I’ve told this story twice in the series, but there is nothing to better illustrate the need to serve others than Jesus washing the apostles’ feet. When he was done, Jesus asked them: “Do you understand what I have done for you?” He then continued: “You call me ‘Teacher’ and ‘Lord,’ and rightly so, for that is what I am. Now that I, your Lord and Teacher, have washed your feet, you also should wash one another’s feet. I have set you an example that you should do as I have done for you” (John 13:13-14).
In another story we have examined, Jesus rebuked the apostles who were fighting among themselves about who was the greatest. “Whoever wants to become great among you must be your servant,” he said, “and whoever wants to be first must be slave of all. For even the Son of Man did not come to be served, but to serve, and to give his life as a ransom for many” (Mark 10:43-45). He was essentially telling them — and consequently us — that they should become servants. Being a servant isn’t how we would like to describe ourselves, but this is how Jesus says we should. So, what do we do? Well, choose to serve. And if we ever feel bad about it, let’s remember it is what Jesus chose! And if God can humble himself, then so can we.

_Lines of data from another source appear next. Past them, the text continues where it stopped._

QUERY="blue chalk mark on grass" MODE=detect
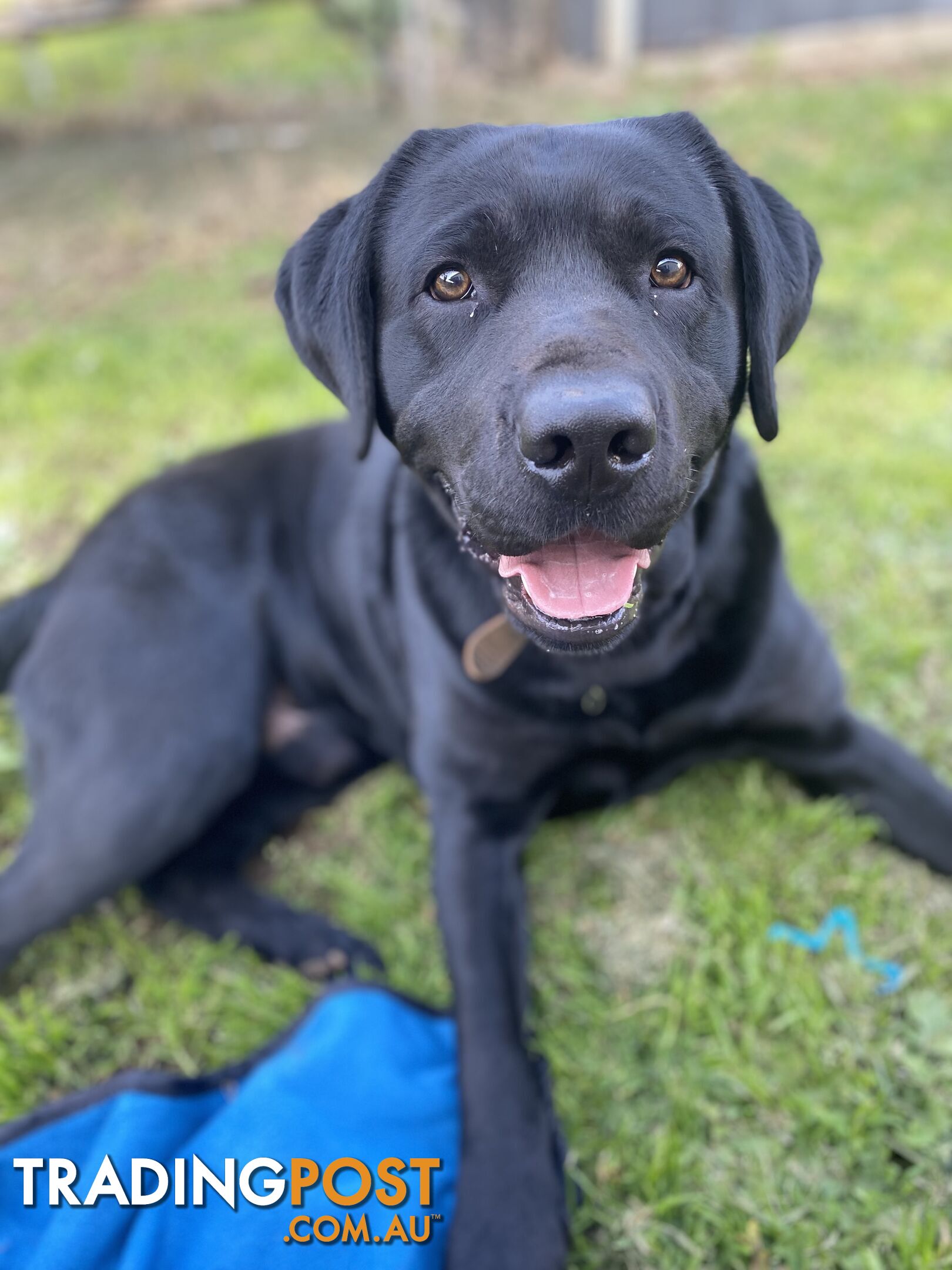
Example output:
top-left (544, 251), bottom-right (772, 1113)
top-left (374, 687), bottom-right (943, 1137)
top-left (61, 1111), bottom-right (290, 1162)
top-left (767, 908), bottom-right (905, 995)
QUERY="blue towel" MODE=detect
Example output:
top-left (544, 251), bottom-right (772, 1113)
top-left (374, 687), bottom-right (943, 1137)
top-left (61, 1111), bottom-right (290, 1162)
top-left (0, 987), bottom-right (460, 1270)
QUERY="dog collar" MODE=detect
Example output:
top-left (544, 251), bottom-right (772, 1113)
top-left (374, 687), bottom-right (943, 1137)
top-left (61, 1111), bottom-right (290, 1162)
top-left (462, 613), bottom-right (527, 683)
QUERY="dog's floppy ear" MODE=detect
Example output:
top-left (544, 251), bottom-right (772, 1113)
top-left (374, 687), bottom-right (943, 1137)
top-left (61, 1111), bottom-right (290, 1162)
top-left (725, 163), bottom-right (822, 441)
top-left (655, 111), bottom-right (822, 441)
top-left (274, 169), bottom-right (386, 459)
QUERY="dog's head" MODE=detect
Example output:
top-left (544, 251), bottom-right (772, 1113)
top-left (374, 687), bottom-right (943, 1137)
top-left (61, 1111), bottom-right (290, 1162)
top-left (277, 114), bottom-right (820, 650)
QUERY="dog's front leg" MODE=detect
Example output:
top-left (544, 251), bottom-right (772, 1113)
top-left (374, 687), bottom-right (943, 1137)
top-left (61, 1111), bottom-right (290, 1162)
top-left (433, 793), bottom-right (566, 1270)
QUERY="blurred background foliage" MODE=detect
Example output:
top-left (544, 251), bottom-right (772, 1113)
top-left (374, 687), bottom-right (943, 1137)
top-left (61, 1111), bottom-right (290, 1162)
top-left (0, 0), bottom-right (952, 1270)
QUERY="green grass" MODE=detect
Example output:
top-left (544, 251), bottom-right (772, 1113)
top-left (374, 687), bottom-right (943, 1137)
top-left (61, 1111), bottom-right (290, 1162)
top-left (0, 45), bottom-right (952, 1270)
top-left (0, 0), bottom-right (367, 123)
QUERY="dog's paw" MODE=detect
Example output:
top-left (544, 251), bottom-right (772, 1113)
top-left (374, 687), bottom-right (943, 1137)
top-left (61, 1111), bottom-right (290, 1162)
top-left (447, 1152), bottom-right (569, 1270)
top-left (267, 913), bottom-right (384, 979)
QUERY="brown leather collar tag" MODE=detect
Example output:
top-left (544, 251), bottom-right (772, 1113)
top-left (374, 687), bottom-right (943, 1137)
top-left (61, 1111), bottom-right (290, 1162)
top-left (463, 613), bottom-right (527, 683)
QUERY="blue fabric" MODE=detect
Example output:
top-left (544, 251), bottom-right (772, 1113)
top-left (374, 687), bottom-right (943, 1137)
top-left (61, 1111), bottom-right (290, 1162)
top-left (0, 988), bottom-right (460, 1270)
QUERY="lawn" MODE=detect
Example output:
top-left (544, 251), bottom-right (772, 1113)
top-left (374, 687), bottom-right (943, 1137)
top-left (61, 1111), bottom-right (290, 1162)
top-left (0, 18), bottom-right (952, 1270)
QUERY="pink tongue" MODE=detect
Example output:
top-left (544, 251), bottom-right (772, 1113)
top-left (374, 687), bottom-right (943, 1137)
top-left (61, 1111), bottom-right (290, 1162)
top-left (499, 533), bottom-right (651, 621)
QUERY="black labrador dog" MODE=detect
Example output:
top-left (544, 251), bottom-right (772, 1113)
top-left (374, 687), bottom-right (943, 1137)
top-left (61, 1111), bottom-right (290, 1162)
top-left (0, 114), bottom-right (952, 1270)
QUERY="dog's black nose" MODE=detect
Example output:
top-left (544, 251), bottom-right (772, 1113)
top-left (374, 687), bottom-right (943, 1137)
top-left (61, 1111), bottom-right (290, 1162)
top-left (518, 376), bottom-right (656, 497)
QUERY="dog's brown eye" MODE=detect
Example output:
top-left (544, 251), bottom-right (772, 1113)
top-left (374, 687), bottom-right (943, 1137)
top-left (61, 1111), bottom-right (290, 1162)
top-left (430, 269), bottom-right (472, 300)
top-left (651, 255), bottom-right (690, 287)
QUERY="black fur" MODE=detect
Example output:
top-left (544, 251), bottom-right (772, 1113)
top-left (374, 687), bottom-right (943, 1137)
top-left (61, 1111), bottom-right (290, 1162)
top-left (0, 116), bottom-right (952, 1270)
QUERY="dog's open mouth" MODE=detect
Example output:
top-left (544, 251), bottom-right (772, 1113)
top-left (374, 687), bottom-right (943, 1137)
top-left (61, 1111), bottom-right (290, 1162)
top-left (463, 531), bottom-right (651, 649)
top-left (499, 533), bottom-right (651, 622)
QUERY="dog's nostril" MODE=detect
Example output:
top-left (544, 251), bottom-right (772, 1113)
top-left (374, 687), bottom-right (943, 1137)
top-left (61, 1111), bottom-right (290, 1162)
top-left (532, 433), bottom-right (574, 467)
top-left (608, 428), bottom-right (651, 463)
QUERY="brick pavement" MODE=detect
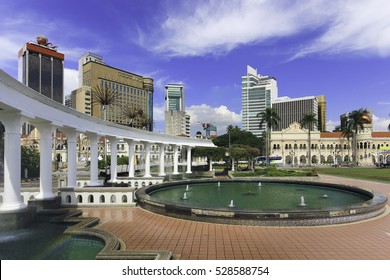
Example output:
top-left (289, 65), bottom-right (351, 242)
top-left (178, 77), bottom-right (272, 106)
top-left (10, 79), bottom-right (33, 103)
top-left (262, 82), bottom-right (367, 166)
top-left (82, 176), bottom-right (390, 260)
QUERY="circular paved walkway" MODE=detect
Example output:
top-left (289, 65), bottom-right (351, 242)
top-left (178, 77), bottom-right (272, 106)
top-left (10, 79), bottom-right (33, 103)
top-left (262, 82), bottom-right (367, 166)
top-left (82, 175), bottom-right (390, 260)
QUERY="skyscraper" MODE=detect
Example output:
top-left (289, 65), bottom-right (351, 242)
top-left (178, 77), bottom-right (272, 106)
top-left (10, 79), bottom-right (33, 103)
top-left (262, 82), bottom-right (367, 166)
top-left (18, 36), bottom-right (64, 104)
top-left (165, 84), bottom-right (190, 136)
top-left (71, 52), bottom-right (154, 131)
top-left (316, 95), bottom-right (326, 131)
top-left (242, 65), bottom-right (278, 137)
top-left (272, 96), bottom-right (320, 131)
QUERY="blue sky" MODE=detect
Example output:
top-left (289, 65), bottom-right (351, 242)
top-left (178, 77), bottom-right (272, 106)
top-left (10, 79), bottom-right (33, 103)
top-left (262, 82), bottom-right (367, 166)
top-left (0, 0), bottom-right (390, 134)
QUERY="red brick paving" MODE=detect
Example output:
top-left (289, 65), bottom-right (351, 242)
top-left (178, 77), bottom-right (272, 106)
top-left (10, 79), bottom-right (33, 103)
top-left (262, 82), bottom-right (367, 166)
top-left (82, 176), bottom-right (390, 260)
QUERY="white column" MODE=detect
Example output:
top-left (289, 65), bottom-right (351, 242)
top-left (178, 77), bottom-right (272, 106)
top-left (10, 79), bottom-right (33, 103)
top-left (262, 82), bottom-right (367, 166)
top-left (173, 145), bottom-right (179, 175)
top-left (33, 122), bottom-right (56, 199)
top-left (107, 137), bottom-right (118, 183)
top-left (63, 128), bottom-right (77, 188)
top-left (158, 144), bottom-right (167, 176)
top-left (0, 113), bottom-right (27, 211)
top-left (125, 139), bottom-right (135, 177)
top-left (143, 142), bottom-right (152, 177)
top-left (86, 133), bottom-right (100, 186)
top-left (186, 146), bottom-right (192, 174)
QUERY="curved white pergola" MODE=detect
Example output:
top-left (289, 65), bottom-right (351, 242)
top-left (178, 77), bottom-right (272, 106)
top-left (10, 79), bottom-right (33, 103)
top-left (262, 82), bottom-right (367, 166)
top-left (0, 70), bottom-right (215, 211)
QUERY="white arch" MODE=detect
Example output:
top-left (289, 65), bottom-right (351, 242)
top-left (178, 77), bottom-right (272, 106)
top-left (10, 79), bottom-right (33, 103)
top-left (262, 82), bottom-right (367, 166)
top-left (0, 70), bottom-right (215, 211)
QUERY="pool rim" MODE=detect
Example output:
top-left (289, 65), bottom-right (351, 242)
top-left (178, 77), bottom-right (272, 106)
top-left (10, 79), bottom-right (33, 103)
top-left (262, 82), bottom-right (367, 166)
top-left (135, 178), bottom-right (387, 226)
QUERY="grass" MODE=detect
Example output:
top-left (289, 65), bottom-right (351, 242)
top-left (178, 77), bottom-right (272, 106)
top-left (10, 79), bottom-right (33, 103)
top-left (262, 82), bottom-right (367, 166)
top-left (233, 167), bottom-right (316, 177)
top-left (229, 166), bottom-right (390, 184)
top-left (308, 167), bottom-right (390, 184)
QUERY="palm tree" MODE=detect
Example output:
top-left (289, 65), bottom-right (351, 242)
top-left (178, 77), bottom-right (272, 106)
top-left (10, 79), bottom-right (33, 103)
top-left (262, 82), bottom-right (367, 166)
top-left (299, 113), bottom-right (318, 166)
top-left (122, 104), bottom-right (144, 127)
top-left (346, 109), bottom-right (370, 164)
top-left (341, 126), bottom-right (353, 164)
top-left (257, 107), bottom-right (280, 164)
top-left (138, 115), bottom-right (153, 130)
top-left (92, 86), bottom-right (118, 121)
top-left (92, 86), bottom-right (118, 174)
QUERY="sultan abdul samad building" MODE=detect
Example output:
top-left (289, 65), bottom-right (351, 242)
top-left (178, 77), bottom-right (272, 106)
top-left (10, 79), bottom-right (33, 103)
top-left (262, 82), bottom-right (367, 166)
top-left (270, 112), bottom-right (390, 165)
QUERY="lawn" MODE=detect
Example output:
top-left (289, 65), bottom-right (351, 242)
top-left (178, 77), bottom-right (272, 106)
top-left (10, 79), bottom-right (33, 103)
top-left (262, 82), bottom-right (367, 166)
top-left (304, 167), bottom-right (390, 184)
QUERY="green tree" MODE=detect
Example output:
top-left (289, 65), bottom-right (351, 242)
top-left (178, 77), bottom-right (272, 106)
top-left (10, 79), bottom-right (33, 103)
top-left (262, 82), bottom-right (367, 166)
top-left (122, 104), bottom-right (144, 128)
top-left (92, 86), bottom-right (118, 173)
top-left (346, 108), bottom-right (369, 164)
top-left (257, 107), bottom-right (280, 164)
top-left (300, 113), bottom-right (318, 166)
top-left (21, 146), bottom-right (40, 178)
top-left (213, 125), bottom-right (262, 149)
top-left (341, 122), bottom-right (353, 162)
top-left (92, 86), bottom-right (118, 121)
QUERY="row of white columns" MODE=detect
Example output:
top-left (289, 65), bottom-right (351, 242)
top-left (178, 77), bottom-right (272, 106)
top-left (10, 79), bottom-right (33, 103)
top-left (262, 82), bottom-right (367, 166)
top-left (0, 113), bottom-right (192, 211)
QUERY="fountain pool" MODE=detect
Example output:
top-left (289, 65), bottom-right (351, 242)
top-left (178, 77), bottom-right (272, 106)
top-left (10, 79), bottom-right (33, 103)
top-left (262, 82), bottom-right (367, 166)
top-left (0, 223), bottom-right (104, 260)
top-left (136, 179), bottom-right (387, 226)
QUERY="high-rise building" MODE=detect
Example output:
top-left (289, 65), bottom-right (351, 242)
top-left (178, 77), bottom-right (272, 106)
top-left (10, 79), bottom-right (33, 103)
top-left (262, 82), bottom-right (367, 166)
top-left (272, 96), bottom-right (319, 131)
top-left (72, 52), bottom-right (154, 131)
top-left (242, 65), bottom-right (278, 137)
top-left (165, 84), bottom-right (191, 136)
top-left (317, 95), bottom-right (326, 131)
top-left (70, 86), bottom-right (92, 116)
top-left (18, 36), bottom-right (64, 104)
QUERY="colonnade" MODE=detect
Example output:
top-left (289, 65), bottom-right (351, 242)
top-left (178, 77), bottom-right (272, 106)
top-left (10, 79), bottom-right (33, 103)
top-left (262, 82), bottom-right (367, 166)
top-left (0, 70), bottom-right (215, 212)
top-left (0, 113), bottom-right (192, 211)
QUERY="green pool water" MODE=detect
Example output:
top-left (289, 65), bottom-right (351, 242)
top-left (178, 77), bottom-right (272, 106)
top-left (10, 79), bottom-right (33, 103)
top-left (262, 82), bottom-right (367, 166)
top-left (0, 223), bottom-right (104, 260)
top-left (149, 182), bottom-right (370, 211)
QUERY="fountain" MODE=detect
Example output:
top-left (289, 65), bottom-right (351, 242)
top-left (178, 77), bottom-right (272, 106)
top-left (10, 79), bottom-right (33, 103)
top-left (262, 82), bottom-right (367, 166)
top-left (299, 195), bottom-right (306, 206)
top-left (135, 178), bottom-right (387, 226)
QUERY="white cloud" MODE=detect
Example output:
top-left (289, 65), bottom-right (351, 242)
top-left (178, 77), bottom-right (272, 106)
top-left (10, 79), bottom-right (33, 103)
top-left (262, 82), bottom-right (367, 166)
top-left (139, 0), bottom-right (390, 58)
top-left (186, 104), bottom-right (241, 135)
top-left (296, 0), bottom-right (390, 57)
top-left (139, 0), bottom-right (330, 56)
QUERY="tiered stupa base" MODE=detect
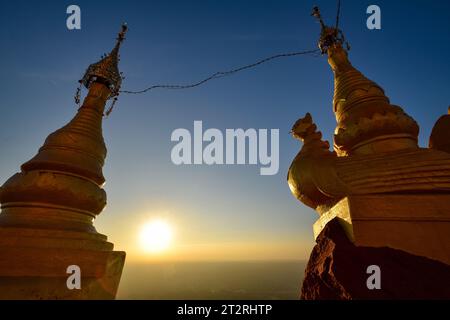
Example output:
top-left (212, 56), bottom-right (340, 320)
top-left (0, 228), bottom-right (125, 300)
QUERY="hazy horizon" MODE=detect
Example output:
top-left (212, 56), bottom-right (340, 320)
top-left (117, 260), bottom-right (306, 300)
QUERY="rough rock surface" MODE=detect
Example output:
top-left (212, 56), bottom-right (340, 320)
top-left (300, 219), bottom-right (450, 300)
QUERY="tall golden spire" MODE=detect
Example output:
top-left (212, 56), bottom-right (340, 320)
top-left (0, 26), bottom-right (126, 300)
top-left (0, 25), bottom-right (127, 232)
top-left (313, 8), bottom-right (419, 155)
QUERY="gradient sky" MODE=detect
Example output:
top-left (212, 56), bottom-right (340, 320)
top-left (0, 0), bottom-right (450, 260)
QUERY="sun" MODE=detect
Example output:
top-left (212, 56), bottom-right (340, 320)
top-left (139, 220), bottom-right (173, 253)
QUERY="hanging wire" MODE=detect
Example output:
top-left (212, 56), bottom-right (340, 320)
top-left (120, 49), bottom-right (320, 94)
top-left (336, 0), bottom-right (341, 30)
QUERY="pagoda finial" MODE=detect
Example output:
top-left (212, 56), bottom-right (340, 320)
top-left (79, 23), bottom-right (128, 98)
top-left (311, 6), bottom-right (350, 54)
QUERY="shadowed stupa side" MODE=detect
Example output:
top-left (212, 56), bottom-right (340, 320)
top-left (288, 9), bottom-right (450, 299)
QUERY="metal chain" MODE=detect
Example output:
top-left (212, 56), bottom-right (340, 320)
top-left (120, 49), bottom-right (320, 94)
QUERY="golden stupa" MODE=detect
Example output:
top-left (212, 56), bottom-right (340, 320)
top-left (0, 25), bottom-right (127, 299)
top-left (288, 10), bottom-right (450, 264)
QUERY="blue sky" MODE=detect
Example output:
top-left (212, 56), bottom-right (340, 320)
top-left (0, 0), bottom-right (450, 259)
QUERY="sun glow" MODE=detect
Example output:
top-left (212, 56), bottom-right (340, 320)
top-left (139, 220), bottom-right (173, 253)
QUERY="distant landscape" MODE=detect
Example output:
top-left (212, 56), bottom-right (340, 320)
top-left (117, 261), bottom-right (306, 300)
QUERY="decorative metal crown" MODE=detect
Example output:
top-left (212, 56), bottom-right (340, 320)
top-left (311, 7), bottom-right (350, 54)
top-left (80, 24), bottom-right (128, 98)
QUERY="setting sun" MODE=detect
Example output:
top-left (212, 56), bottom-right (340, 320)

Jesus had what is referred to as a servant-heart. The servant-heart of Christ refers to the humble and selfless attitude demonstrated by Jesus throughout his life and ministry. He consistently put the needs of others before his own, serving and caring for those around him, even to the point of sacrificing his own life for them — and us!
To cultivate a servant-heart, we must practice humility, the third choice we made in this series. We need to develop a selfless attitude, putting the needs of others before our own. In his letter to the Philippians, Paul wrote: Do nothing out of selfish ambition or vain conceit. Rather, in humility value others above yourselves, not looking to your own interests but each of you to the interests of the others (Philippians 4:3-4).
We need to look for opportunities to serve the less fortunate and use our gifts in service to them. The apostle Peter wrote: Each of you should use whatever gift you have received to serve others, as faithful stewards of God’s grace in its various forms. If anyone serves, they should do so with the strength God provides, so that in all things God may be praised through Jesus Christ (1 Peter 4:10-11).
Let me end with a delightful illustration I came across recently. The great violinist, Nicolo Paganini, willed his violin to Genoa — the city of his birth — but only on condition that the instrument never be played. That was a pity because the nature of wood is that it shows little wear as long as it is used. When it isn’t used, it begins to decay. As a result, the exquisite violin room became warped in its beautiful case. It serves as a reminder that a life withdrawn from service to others loses its meaning.
So, let us choose to serve today. And let us be blessed for it. God be with you.